The lowest fare from Delhi to Goa on August 5, for instance, is Rs 3,246, as compared to Rs 5,800 on August 12. “The yields for the airlines during this period, are expected to go up by 30-40%, said Sharat Dhall, chief operating officer of B2C Business at Yatra Online, Inc.
While the jump could be as much as 10-15% across all the sectors, it could be as high as 80% for tourist destinations, said Himanshu Periwal, vice-president, growth, at Ixigo.com, a travel search marketplace. “One has always seen a 40-50% jump in fares during holidays and long weekends, this time around, it will be higher,” he said.
Amid intense competition and lower jet fuel prics, air fares, in a majority of the sectors for most part of the year, have either remained muted or lower, driven by promotions and flash sales by the airlines. Airlines slashed fares across most routes to fill planes ahead of the lean season that started in June end.
India’s domestic aviation market expanded 21.8% in 2016-17—the second straight year air traffic growth exceeded 20%. The research arm of rating agency ICRA expects it to moderate to 13-15% in the current fiscal year.
Meanwhile, besides seasonal factors and one-offs, fares are also likely to go up as the capacity addition in the airline industry has slowed as compared to a year ago, said an analyst at a domestic brokerage. He declined to be identified. “When the capacity addition is less, there’s no urge to fill up the seats as there are fewer of them to be filled up and that may not come up at a discount,” he said.
ASKM (average seat kilometre), an indicator of capacity addition, has tapered off to around 15% in the June quarter this year as compared to 20% last year, said the analyst cited earlier.
Capacity addition, he said, has slowed owing to engine-related issues that market leader InterGlobe Aviation, which operates Indigo Airlines, is facing.
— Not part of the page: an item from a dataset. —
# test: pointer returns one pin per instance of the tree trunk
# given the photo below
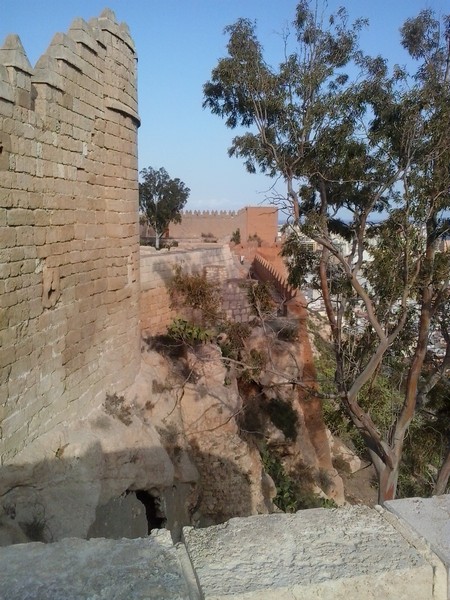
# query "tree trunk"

India’s biggest airline grounded at least seven Airbus SE jetliners as it awaits fixes for Pratt & Whitney engines, joining several carriers around the world that have pulled the planes from service, Bloomberg reported on July 14.
Uncertainties regarding taxes on import of an aircraft have also impacted induction of newer planes. On an average, an operator will have to pay additional ₹10-12 crore per aircraft in additional levies, including the 5% duty on plane imports, said AirAsia India managing director and chief executive Amar Abrol at a press meet on July 4.